Moskau (afp) - Die sowjetischen Ordnungskräfte haben die seit fünf Tagen andauernden ethnischen Auseinandersetzungen zwischen Usbeken und Meßcheten, den Angehörigen einer türkischstämmigen Minderheit in der zentralasiatischen Sowjetrepublik Usbekistan, noch immer nicht eindämmen können. Trotz der massiven Präsenz von 12.000 Soldaten des sowjetischen Innenministeriums im Fergana-Becken nahm die Zahl der Opfer auch am Donnerstag weiter zu. Inzwischen haben bei den blutigen Unruhen 77 Menschen ihr Leben verloren. In Kokand waren am Donnerstag sechs Menschen getötet und 90 verletzt worden, als Tausende die Polizeistation stürmten, um an Waffen zu gelangen. Zwischen 500 und 600 Personen griffen auch die Verkehrsabteilung des Innenministeriums in Kokand an, 65 Häuser wurden niedergebrannt und 20 Autos angezündet.

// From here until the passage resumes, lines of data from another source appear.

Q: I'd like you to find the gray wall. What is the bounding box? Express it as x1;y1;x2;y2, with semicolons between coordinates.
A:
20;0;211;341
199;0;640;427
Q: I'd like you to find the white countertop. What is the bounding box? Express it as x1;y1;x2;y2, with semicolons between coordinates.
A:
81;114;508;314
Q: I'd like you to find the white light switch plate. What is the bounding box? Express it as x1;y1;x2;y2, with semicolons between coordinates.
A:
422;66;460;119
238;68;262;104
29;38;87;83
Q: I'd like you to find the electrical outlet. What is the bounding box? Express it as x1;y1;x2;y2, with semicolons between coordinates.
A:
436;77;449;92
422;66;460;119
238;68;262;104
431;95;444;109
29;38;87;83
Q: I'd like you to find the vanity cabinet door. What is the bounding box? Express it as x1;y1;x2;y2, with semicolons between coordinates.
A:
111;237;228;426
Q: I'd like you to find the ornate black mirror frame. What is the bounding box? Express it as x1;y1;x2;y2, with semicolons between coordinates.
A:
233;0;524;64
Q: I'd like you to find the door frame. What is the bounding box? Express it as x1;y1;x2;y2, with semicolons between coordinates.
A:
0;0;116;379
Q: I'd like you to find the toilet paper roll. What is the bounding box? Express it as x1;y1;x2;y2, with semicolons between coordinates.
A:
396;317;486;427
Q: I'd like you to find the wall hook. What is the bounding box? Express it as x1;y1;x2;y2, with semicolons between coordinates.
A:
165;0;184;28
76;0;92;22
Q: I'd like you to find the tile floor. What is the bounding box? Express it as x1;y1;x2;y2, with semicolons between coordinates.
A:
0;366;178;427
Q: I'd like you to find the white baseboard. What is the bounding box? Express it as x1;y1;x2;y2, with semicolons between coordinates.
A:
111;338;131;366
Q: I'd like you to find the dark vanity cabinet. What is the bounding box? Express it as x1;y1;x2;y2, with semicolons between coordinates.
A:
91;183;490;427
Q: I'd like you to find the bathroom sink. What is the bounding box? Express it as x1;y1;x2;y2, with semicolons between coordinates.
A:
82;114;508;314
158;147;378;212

Ein Ende der Konflikte zwischen Usbeken und Meßcheten sei nicht abzusehen, erklärte der usbekische Ministerpräsident Gayrat Kadyrow. Viele Menschen sterben an den Folgen von Verbrennungen. Bei dem Versuch, eine bewaffnete Menschenmenge zu beruhigen, wurde der Erste Parteisekretär von Fergana, Hassan Mamadjanow, durch Schüsse verletzt. Über 600 Menschen sind verletzt, 400 sind festgenommen worden. Die Armee hat die Erlaubnis, zur „Selbstverteidigung“ Waffen zu tragen. Die Pogrome sunnitisch-usbekischer Bauern richten sich gegen die Minderheit der schiitisch-meschetischen Händler, die von Stalin zwangsumgesiedelt worden waren.

Radio Moskau meldete, daß sich die Unruhen auch am Donnerstag weiter ausgedehnt hätten. Einige der Usbeken benutzten beim Angriff auf die Meßcheten Feuerwaffen. Im Fernsehen wurden Einschußlöcher in einen Militär-Jeep und in Verwaltungsgebäude gezeigt. Die Situation in den vom Militär bewachten Lagern, in die die Meßcheten evakuiert wurden, sei aufgrund mangelnder sanitärer Einrichtungen und akuter Lebensmittelknappheit bedenklich.